Unless new evidence is discovered, the full story of the valley's first exploration will remain a mystery.

The first American explorer to pass through San Bernardino County was legendary mountain man Jedediah Smith, in November of 1826. The Smith party had traveled south from the Salt Lake Valley and begun crossing the Mojave Desert when they veered west from the Colorado River.

Guided by two Indians who had run away from the San Gabriel Mission, Smith followed the old Mojave Trail that padre Garces used more than 50 years before.

On the last stage of his long overland journey to the Pacific, Smith described the Mojave Desert as a country of "complete barrens." The party traveled from morning until night from water hole to water hole.
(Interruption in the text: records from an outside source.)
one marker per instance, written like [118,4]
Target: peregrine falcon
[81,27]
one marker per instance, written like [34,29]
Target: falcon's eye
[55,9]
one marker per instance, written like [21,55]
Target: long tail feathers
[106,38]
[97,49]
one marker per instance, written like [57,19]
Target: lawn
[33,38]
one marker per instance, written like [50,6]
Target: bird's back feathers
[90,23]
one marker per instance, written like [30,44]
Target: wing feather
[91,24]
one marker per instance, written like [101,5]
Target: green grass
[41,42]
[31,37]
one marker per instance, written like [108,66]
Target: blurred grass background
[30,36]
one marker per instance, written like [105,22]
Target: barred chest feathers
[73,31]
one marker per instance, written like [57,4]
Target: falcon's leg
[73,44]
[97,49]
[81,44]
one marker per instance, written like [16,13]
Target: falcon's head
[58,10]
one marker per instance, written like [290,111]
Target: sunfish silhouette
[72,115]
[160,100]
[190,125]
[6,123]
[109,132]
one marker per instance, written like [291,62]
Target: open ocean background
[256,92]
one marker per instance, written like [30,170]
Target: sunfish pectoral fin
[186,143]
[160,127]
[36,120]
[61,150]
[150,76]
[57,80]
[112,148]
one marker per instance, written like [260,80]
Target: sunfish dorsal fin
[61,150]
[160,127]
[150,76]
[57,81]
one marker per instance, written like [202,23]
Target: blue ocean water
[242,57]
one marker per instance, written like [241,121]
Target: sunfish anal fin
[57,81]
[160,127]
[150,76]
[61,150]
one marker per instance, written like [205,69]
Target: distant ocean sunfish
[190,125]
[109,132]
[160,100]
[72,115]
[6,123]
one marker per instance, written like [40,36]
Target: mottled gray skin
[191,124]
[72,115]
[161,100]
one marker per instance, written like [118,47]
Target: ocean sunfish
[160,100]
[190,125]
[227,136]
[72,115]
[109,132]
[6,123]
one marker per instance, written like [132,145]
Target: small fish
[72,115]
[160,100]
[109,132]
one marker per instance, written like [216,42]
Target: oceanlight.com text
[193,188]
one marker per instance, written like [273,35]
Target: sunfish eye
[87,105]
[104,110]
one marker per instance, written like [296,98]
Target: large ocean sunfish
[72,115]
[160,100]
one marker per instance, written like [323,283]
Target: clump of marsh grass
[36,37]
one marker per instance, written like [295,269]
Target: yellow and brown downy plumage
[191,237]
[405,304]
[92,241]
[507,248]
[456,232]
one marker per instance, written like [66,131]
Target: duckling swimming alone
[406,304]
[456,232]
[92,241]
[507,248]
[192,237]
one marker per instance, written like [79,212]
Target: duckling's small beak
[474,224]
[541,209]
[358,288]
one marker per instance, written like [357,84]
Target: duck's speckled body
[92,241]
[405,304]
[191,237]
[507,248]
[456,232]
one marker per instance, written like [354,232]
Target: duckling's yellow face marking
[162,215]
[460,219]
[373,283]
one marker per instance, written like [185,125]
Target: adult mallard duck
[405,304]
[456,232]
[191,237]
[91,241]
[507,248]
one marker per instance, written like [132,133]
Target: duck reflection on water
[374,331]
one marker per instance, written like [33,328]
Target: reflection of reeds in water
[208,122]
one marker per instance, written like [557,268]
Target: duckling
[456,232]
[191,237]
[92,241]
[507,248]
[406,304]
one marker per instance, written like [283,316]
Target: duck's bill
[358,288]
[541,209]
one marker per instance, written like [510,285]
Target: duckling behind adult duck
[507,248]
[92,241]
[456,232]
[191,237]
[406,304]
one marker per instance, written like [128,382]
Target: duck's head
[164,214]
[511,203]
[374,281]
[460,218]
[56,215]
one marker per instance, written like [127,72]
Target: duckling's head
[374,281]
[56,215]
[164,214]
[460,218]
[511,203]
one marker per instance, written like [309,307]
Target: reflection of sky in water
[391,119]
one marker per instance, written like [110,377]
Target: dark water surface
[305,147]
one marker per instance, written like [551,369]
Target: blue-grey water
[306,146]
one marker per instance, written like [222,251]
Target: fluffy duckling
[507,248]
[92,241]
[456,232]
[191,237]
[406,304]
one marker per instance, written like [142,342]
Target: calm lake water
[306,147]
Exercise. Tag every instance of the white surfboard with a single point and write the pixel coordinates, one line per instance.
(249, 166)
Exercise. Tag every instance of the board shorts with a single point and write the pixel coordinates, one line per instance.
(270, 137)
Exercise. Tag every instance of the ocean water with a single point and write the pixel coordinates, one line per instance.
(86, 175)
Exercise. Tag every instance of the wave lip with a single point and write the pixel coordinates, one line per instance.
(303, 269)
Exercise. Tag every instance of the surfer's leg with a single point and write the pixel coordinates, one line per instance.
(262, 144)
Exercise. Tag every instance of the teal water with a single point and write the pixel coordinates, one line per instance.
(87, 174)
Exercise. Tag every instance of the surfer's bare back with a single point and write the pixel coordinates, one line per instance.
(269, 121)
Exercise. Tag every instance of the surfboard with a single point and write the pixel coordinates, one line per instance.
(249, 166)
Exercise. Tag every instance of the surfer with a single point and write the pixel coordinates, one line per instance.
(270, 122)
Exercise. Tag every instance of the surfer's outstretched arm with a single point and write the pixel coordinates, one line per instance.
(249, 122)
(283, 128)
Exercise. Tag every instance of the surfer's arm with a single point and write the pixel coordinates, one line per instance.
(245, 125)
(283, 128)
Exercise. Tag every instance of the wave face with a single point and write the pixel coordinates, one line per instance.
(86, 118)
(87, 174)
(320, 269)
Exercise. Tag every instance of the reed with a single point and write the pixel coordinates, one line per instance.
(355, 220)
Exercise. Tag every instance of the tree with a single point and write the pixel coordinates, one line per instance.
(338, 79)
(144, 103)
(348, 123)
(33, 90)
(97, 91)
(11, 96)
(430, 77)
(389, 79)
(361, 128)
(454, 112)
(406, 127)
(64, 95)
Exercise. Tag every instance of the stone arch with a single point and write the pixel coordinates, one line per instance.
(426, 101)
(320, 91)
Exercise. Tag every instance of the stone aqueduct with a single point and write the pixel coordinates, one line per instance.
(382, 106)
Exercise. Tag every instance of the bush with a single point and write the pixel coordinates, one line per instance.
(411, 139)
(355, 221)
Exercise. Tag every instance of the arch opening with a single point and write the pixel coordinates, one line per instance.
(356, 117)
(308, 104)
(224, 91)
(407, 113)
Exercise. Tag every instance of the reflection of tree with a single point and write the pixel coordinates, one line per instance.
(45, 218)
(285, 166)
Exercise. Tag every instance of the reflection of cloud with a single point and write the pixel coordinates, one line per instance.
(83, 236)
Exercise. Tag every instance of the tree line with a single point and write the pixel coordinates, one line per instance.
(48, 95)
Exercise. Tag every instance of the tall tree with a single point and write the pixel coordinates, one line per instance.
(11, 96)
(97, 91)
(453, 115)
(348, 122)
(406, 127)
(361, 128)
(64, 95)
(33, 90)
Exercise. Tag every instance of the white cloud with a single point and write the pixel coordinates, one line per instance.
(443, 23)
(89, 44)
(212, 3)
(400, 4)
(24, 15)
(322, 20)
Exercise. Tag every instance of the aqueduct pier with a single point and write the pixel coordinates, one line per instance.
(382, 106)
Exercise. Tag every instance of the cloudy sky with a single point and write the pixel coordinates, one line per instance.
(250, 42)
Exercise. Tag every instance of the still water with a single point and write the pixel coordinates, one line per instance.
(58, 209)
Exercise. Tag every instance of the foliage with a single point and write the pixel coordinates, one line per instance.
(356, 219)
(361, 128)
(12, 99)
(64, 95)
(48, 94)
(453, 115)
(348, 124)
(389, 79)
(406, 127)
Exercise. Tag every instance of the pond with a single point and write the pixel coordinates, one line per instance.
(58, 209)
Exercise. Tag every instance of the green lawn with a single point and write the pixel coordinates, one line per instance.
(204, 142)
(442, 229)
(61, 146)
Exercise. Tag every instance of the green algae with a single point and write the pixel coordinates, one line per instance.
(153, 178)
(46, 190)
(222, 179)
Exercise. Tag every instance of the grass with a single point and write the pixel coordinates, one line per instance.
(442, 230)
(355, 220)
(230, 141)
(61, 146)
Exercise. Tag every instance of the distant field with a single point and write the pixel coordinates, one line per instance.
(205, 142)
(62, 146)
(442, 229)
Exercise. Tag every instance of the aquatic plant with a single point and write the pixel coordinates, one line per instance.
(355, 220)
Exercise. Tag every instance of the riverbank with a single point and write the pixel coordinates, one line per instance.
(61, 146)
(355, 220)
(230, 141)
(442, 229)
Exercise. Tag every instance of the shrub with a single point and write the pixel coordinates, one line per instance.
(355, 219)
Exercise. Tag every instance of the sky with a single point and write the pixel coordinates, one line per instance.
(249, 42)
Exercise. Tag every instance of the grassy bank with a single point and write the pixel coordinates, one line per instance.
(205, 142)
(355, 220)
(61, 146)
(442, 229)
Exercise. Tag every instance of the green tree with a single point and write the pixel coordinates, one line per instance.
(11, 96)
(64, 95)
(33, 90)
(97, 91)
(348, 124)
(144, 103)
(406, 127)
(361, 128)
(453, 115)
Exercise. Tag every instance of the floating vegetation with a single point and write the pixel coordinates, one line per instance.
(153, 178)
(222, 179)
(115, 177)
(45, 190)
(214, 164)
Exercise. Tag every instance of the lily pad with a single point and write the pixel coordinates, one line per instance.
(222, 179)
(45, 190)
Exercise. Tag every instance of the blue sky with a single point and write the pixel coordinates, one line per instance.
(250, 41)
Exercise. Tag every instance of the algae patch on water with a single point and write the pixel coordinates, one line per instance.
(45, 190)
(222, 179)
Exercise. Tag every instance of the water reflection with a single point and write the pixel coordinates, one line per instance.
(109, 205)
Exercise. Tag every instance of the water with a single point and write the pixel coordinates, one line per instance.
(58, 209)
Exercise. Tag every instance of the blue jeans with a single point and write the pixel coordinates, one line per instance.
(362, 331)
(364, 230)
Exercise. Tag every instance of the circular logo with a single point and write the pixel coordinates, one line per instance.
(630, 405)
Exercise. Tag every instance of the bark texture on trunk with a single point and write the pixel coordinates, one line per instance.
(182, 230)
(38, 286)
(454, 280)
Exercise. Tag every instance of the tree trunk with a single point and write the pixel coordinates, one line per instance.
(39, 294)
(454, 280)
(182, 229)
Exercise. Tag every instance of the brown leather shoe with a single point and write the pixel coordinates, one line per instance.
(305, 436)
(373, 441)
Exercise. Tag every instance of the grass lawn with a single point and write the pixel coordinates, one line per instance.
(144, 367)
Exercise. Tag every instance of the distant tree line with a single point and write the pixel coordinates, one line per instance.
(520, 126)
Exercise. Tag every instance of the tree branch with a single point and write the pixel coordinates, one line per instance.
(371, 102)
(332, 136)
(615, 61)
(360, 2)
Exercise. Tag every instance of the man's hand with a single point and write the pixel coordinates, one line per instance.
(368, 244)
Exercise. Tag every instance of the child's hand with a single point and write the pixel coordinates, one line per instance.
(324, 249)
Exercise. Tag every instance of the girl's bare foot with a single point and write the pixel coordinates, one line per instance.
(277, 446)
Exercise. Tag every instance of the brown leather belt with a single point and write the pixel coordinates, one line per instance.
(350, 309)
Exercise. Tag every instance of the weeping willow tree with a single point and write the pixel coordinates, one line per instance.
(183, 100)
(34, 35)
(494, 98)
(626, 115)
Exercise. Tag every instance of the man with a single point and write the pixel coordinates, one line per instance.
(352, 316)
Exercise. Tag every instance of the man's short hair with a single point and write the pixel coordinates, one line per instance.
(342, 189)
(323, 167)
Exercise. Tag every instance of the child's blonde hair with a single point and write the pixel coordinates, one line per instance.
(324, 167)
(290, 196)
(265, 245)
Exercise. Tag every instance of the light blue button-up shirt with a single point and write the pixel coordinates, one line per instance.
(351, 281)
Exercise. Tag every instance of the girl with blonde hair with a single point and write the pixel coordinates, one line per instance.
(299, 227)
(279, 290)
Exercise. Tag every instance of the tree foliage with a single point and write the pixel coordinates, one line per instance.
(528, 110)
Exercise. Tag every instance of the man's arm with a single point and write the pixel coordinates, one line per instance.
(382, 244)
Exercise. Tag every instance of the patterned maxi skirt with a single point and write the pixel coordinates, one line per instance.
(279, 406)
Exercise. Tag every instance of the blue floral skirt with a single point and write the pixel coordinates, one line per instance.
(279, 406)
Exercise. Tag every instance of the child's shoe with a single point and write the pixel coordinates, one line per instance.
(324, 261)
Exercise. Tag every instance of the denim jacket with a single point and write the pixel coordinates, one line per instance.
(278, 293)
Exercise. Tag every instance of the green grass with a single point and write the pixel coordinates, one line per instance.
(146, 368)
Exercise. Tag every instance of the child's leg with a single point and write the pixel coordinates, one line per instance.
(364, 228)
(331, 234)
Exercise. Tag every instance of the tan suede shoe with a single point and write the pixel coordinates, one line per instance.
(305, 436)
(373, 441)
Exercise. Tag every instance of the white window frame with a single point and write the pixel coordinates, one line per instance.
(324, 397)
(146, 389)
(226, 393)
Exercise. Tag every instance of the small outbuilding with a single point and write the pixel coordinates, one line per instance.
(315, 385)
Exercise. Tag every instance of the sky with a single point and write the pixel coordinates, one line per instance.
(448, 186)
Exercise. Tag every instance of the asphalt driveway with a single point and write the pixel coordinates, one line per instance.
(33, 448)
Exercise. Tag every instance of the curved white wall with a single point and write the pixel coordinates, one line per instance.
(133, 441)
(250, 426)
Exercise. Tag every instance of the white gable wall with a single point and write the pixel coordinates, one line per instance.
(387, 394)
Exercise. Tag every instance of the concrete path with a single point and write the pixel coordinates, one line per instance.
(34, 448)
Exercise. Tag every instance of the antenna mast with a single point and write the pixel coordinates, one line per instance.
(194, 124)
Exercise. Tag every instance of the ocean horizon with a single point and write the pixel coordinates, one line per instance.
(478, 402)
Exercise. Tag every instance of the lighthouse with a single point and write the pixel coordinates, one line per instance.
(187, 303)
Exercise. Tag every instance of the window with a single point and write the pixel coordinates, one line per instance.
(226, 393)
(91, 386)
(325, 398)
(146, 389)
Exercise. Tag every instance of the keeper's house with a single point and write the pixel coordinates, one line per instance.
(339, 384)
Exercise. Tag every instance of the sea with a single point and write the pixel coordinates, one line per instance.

When Jedediah reached the Mojave River, he called it "The Inconstant River" since it ran both below and above the surface.

Smith followed the Mojave River to its source in the San Bernardino Mountains and then crossed into the San Bernardino Valley on Nov. 26, over the old Mojave Trail, near the Cajon Pass.

Upon reaching the San Bernardino Valley, the exhausted band of explorers turned west and traveled to the San Gabriel Mission where they were welcomed by the padres. Described as being "nearly naked," the tattered Smith party was clothed and treated to a great feast of beef and cornmeal.

Smith and his men were detained by the Spanish authorities who were suspicious of American intrusion into their territory. Smith finally convinced the authorities of his altruistic motives, and the party began moving again on Jan. 18, 1827.

Jedediah Smith made another trip into Southern California in 1827. On this trip, the party was attacked by American Indians along the Colorado River, and more than half of the men were killed.

The seven survivors came back to the San Bernardino Valley to get help for a wounded man and collect supplies. This time, Smith thought better of going to the San Gabriel Mission and departed by the same route across the desert.

Famed explorer John C. Fremont crossed through the Mojave Desert and San Bernardino County on his second great expedition in 1844. The Fremont party included renowned frontiersmen Kit Carson and Alexis Godey.

The weary explorers were on the return trip from their expedition through Washington and Oregon. They had come south through the San Joaquin Valley, crossed the Tehachapi Mountains and were headed east through the Antelope Valley, in search of the Mojave Trail (which was now being called the Spanish Trail, and portions of which later would be called the Mormon Trail).

On April 19, Fremont was greatly relieved to find the trail near present-day Oro Grande, northwest of Victorville. The trail followed the life-giving Mojave River that provided just enough sustenance for the men and animals to cross this particularly harsh section of desert.

Along the way, the Fremont party had a bloody skirmish with local American Indians near Bitter Springs (within the boundaries of present-day Fort Irwin). The American Indians had stolen a herd of horses, and Kit Carson and Alexis Godey led a vicious foray to retrieve the animals.

Fremont left Southern California over the Mojave Trail and returned to Kansas City via Salt Lake Valley and Pueblo Colorado.

Many of the routes used by San Bernardino County's earliest explorers have evolved into major roads and highways and countless names they gave the sites along the way are still in use today. Their trailblazing expeditions eventually opened the way for the great wave of immigrants who settled Southern California.